S-QUERY: Opening the Black Box of the Internal Stream Processor State

22.11.22 by Marios Fragkoulis

S-QUERY: Opening the Black Box of the Internal Stream Processor State

7 min read

S-Query is joint research work between Delivery Hero and Delft University of Technology (TU Delft) carried out by Jim Verheijde (TU Delft), Vassilios Karakoidas (DH), Marios Fragkoulis (DH), and Asterios Katsifodimos (TU Delft). The research paper appeared in this year’s International Conference on Data Engineering (ICDE’22), which consistently receives the highest rank in computer science research venues.

Stream processing systems process a potentially infinite stream of records continuously, and periodically output the results of their execution. Records signify flat structured data like database records. You can think of stream processing as the transposition of database queries. In database queries, data is static and queries are executed against it, while in stream processing, queries are static and data flows through them while being subjected to transformations. To satisfy the ever-increasing application requirements for scalable, efficient, and accurate data processing on the fly, modern stream processing systems are sophisticated distributed systems able to be deployed on hundreds of nodes and produce correct results with millisecond latencies while gracefully tolerating faults.

Many of the computations supported by stream processing systems, we shall call them streaming systems for brevity, are inherently stateful. The system is obliged to record the state of a computation because it is needed to produce a desired output. An example of a stateful computation shown below is an operator that sums and counts the records input up to that point to produce an average value, which it immediately emits. Although the state is recorded in main memory and is periodically checkpointed into reliable storage to survive failures, it is not exposed to applications, which only observe the periodic output of the performed transformations on the input data.

Exposing and querying the distributed state of a streaming system, which in short we refer to as queryable state, introduces novel use cases. Beyond analytics, streaming systems are used nowadays to serve machine learning models and run cloud applications based on microservices and stateful functions. For such operational use cases, the ability to query the distributed state of a streaming system in one shot offers a database view of its processing state, similar to what query interfaces offer in traditional database systems. For instance, an e-commerce application running on top of a streaming system would be able to join user accounts with purchases to determine sales grouped by user characteristics, such as age and gender.
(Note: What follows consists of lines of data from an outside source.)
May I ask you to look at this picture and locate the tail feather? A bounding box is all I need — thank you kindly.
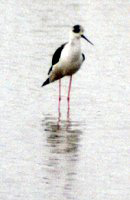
[41,78,50,87]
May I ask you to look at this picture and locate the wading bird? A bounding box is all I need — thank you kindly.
[41,25,93,113]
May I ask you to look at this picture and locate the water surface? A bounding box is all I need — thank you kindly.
[0,1,130,200]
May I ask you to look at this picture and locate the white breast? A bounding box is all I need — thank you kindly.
[58,42,83,76]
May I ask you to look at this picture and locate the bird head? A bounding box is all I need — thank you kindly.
[71,25,93,45]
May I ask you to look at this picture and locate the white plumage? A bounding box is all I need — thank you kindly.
[41,24,93,86]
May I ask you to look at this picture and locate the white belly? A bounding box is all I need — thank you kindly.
[59,43,82,75]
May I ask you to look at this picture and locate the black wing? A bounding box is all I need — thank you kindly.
[48,42,67,75]
[82,53,85,62]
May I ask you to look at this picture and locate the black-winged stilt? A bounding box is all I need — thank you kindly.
[41,25,93,114]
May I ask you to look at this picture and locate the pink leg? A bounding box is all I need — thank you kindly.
[67,76,72,118]
[67,76,72,102]
[58,79,61,115]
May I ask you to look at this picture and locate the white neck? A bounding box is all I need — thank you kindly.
[69,32,81,45]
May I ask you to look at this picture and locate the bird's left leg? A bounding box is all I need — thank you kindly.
[58,79,61,115]
[59,79,61,101]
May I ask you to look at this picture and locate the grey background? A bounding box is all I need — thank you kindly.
[0,0,130,200]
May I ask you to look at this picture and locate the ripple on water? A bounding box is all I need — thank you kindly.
[41,113,85,155]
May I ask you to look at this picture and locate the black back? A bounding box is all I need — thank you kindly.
[48,43,67,75]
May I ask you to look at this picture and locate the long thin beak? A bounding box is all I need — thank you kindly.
[81,35,94,45]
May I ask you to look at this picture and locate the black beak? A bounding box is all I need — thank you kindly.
[81,35,94,45]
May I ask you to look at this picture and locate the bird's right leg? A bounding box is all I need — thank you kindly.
[67,76,72,118]
[67,76,72,102]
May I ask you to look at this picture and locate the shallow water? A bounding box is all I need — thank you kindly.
[0,0,130,200]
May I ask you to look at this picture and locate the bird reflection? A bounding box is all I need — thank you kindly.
[43,114,82,152]
[41,113,84,199]
[57,99,70,130]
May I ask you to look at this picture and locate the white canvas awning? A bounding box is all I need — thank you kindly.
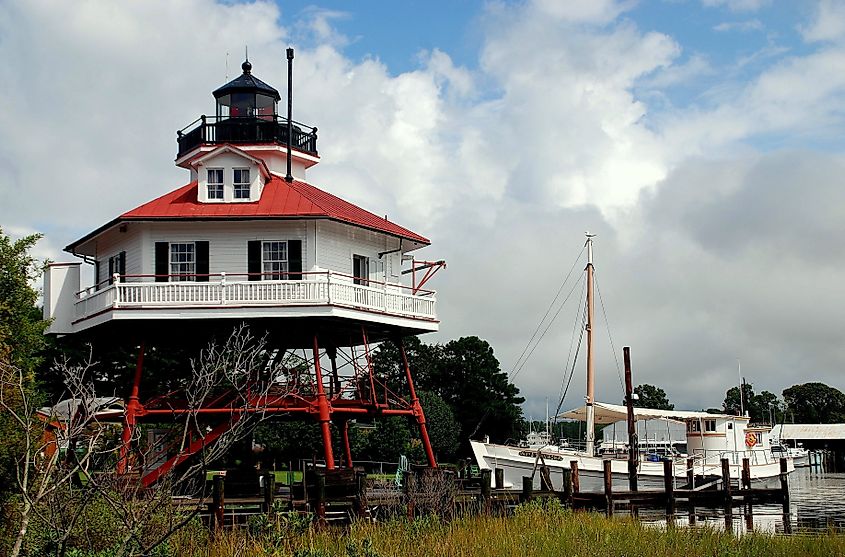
[558,401,745,425]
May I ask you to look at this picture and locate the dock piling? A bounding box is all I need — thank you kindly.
[561,468,572,506]
[663,459,675,517]
[603,460,613,517]
[212,474,225,531]
[780,457,790,515]
[480,469,492,510]
[521,476,533,503]
[570,461,580,494]
[721,458,732,518]
[494,467,504,490]
[262,470,275,513]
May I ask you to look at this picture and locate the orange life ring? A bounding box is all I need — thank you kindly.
[745,432,757,447]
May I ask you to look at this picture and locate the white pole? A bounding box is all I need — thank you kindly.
[737,359,744,417]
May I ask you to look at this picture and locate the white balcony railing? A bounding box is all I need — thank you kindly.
[73,271,437,323]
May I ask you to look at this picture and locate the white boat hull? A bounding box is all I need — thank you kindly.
[470,440,793,492]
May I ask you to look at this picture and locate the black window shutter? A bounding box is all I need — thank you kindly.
[118,251,126,282]
[108,257,115,285]
[155,242,169,282]
[195,241,209,282]
[95,260,101,290]
[248,240,261,281]
[288,240,302,280]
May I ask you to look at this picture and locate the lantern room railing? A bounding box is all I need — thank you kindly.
[73,271,436,323]
[177,115,318,158]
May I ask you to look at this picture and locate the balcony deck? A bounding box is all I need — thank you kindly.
[70,271,437,335]
[177,115,318,158]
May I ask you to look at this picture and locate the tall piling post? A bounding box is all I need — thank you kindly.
[663,459,675,517]
[623,347,638,492]
[780,457,790,515]
[721,458,733,519]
Lastly, queries to the state unlock debugging, auditing, and compliance use cases.

The problem of querying the state of distributed streaming systems externally presents important challenges in terms of overhead to the operation of the streaming system, correctness of query results, and scalable management of state sizes. First, streaming systems are susceptible to operational overhead given that they are designed and used for low-latency high-throughput processing. In fact, the processing they perform is continuous and it triggers continuous state updates. Thus, it is important that state access for answering an external query induces minimal overhead. Second, the correctness of query results under continuous processing also poses a challenge, especially for queries that combine different parts of a streaming system’s distributed state, which typically reside in remote hosts. Capturing a consistent view of the involved parts of the state requires aligning them in some way. The third challenge regards the size of the accumulated state over time, which can become considerably difficult to manage. The state size affects both query performance and the amount of space required for holding the state.
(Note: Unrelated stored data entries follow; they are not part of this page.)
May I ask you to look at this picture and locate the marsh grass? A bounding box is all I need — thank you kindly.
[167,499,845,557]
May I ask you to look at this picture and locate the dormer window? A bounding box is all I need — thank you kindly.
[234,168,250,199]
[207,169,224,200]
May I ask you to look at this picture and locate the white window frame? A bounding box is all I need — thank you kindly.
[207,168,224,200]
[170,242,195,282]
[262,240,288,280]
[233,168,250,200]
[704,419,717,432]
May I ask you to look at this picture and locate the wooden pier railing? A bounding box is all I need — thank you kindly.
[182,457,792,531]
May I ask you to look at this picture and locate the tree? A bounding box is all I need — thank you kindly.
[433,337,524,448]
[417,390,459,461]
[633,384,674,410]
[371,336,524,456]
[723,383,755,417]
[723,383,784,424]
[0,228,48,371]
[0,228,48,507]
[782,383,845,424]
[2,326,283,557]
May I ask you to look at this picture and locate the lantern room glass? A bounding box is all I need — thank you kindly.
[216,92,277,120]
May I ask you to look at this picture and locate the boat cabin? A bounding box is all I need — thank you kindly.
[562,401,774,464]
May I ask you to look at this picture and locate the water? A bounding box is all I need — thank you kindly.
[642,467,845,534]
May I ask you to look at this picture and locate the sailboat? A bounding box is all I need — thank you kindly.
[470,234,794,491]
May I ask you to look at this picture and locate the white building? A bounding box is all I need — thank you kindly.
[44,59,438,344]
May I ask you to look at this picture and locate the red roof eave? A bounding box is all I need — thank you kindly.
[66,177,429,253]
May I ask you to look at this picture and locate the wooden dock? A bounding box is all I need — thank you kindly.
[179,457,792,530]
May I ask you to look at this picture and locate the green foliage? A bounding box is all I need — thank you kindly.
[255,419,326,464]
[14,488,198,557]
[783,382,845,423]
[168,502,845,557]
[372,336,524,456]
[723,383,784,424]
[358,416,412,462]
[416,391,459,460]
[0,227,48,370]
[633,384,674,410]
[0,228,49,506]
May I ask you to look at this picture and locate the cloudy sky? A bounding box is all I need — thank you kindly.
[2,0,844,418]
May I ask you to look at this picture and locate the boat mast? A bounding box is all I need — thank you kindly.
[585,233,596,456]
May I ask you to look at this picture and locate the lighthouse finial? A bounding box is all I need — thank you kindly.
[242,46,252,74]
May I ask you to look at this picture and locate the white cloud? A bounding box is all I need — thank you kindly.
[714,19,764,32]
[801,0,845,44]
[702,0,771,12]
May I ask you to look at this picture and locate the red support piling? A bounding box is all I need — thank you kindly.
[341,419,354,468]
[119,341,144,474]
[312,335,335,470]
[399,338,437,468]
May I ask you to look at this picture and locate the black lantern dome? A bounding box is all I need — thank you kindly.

In response, we devised S-Query, an approach for querying the internal distributed state of a stream processing system, taking into account the above challenges. S-Query exposes the live state of a streaming system to external systems in a safe manner, thereby providing a fresh view of its live state. In addition, S-Query supports queries over the system’s snapshot state produced by periodic checkpoints, without obstructing the normal processing of the system. These two querying capabilities are complementary and can be very beneficial to external applications: live state queries offer a real-time view with no correctness guarantees, while snapshot queries produce consistent results over past states, but may be slightly outdated. The next figure depicts live and snapshot state queries on the state of the average operator. Finally, S-Query also offers optimization of snapshot queries based on incremental snapshots, which only record the differences with a previous snapshot.
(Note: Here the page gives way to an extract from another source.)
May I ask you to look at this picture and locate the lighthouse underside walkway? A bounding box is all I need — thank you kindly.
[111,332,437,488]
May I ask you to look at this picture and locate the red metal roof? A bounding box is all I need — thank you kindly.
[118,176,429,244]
The figure below depicts the high-level architecture of S-QUERY. The architecture consists of two separate but tightly coupled systems: the stream processor which comprises a Directed Acyclic Graph (DAG) of stateful operators and the state store which is a partitioned database system, such as an in-memory key-value store like Hazelcast IMDG. Any change in the stateful operator state is directly reflected in the state store by S-QUERY and updates the live state stored there. At the same time, the state store holds the snapshots that are triggered by the checkpointing mechanism of the stream processor, which is used to snapshot the system’s state.

We implemented S-Query in Hazelcast Jet, a distributed streaming system that optimizes low-latency performance. S-Query is available as open-source software.

In Delivery Hero, we evaluated S-Query’s expressiveness and performance using four real queries on the state of a workload of online order and delivery events ingested by a Jet job, which accumulates state for rider locations, order statuses, and order information in each of the job’s operators respectively. We show queries 1-4 below. Each of the queries captures the need for a real-time ad-hoc view of the state of orders in the system that can guide on-the-spot business decisions and improve customer service. The data stream workload consists of the following events:

Rider location includes the coordinates of the delivery rider with the latest update timestamp.
Order status contains the state of an order, that is from ORDER_RECEIVED to PICKED UP to DELIVERED (and several other states omitted for space savings). It also includes a deadline when it should have transitioned to the next state.
Order info is a one-time event per order containing general information about an order such as customer location, vendor location, and vendor category.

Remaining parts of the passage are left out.